At the Sullivans’, Marian was sorry to see that the lights were out. Dale dragged the deer out of the trunk, through the front yard and onto the porch, propping it up on a wrought-iron bench against the white brick.

“I don’t think they’re going to appreciate this,” Marian said as Dale sped off. The Sullivans’ house was immaculate, freshly painted, a Harrisburg showplace. Marian could not imagine that Pat and Betty Ray would be amused. Dale asked her whether she had lost her sense of humor.

The next morning, as he told them later with some vehemence, Pat went out in his robe and pajamas to fetch the Sunday paper and noticed the blood that had seeped over the porch.

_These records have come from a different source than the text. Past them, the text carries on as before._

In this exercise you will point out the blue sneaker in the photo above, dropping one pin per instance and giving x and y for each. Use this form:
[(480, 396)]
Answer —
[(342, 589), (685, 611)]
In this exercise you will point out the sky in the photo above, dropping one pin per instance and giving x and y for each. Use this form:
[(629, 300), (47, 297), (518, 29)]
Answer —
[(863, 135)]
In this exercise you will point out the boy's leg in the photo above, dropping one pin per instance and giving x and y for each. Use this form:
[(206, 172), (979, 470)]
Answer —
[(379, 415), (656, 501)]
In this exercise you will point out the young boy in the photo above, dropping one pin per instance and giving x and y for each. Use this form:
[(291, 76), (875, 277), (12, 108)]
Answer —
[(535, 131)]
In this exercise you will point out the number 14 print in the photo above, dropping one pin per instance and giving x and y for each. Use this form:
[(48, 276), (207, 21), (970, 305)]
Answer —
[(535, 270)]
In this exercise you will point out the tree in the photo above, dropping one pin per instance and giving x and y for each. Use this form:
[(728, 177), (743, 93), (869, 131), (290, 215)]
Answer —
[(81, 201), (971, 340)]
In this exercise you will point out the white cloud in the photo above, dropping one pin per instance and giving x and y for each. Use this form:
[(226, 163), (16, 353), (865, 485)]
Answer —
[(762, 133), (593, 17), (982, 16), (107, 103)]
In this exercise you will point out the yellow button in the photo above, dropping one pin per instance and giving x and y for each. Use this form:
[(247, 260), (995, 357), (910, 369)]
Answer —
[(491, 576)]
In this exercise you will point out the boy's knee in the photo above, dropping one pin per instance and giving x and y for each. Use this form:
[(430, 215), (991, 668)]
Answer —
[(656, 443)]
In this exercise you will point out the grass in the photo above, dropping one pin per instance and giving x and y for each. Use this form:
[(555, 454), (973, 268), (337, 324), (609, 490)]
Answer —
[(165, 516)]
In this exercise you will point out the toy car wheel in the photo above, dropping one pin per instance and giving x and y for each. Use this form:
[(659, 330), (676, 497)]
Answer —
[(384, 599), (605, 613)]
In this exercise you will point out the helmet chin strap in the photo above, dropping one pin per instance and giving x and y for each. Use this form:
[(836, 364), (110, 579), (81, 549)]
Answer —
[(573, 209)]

The sight of that deer sitting on the bench was grotesque; nor did he and Betty Ray relish the idea of the neighbors’ gawking at it as they walked to church. They dragged it several blocks away into an alley and spent hours cleaning up the porch. Pat was incensed, but a headline in the Harrisburg
Register
three days later broke the ice between the Sullivans and the Cavanesses:

DEER FOUND WITHIN CITY LIMITS

Another of Dale’s pranks turned out to be less easily resolved. The Cavanesses were spending the Fourth of July with three other couples at the Sullivans’ Holiday Inn at Kentucky Lake, a resort and recreation area south of Paducah across the Ohio River. It had been an uneventful holiday, with the kids enjoying speeding around on the Sullivans’ boat. The Sullivans had gone home a day early; on the night of the Fourth, Dale was up late drinking with the other men after the women and children had gone to bed.

Duke Culley was not as drunk as Dale but was well-enough oiled to come up with a silly idea.

“Wouldn’t it be funny,” Duke said, pointing to a cabin cruiser parked on a trailer near the swimming pool, “to wake up in the morning and find that boat in the pool?”

That was all Dale needed. Duke protested that he had only been kidding, but Dale hurried over to the boat. He was unable to roll the trailer by himself at first and called for help, but everyone refused, telling him to stop before he did something he’d regret. This spurred Dale on and he found the strength to back the boat up to the edge of the pool. A good-sized Chris-Craft, it was about twenty-five feet long.

The boat was not locked onto the trailer. Dale was able to launch it into the pool, which it nearly filled, gallons of water slopping over the sides.

The men could not help sending up a cheer, but a subdued one: They did not want to wake the other guests. Their appreciation of Dale’s bold move turned quickly to alarm. The boat’s owner had opened its seacocks. It started sinking. Dale wanted to jump aboard to save it, but the others held him back. It was too late.

Within a couple of minutes the boat had sunk to the bottom of the pool, sending oil and gasoline to the surface. The men hurried to their rooms, woke up their families, and headed home in the middle of the night.

Pat Sullivan’s mother was the manager of the inn. She telephoned her son early the next morning to report the disaster. It would take a special crew to raise the boat from the pool. The owner was livid and demanding compensation. The pool’s filtration system was ruined. With no swimming pool for the rest of their holiday, most of the rest of the guests had checked out.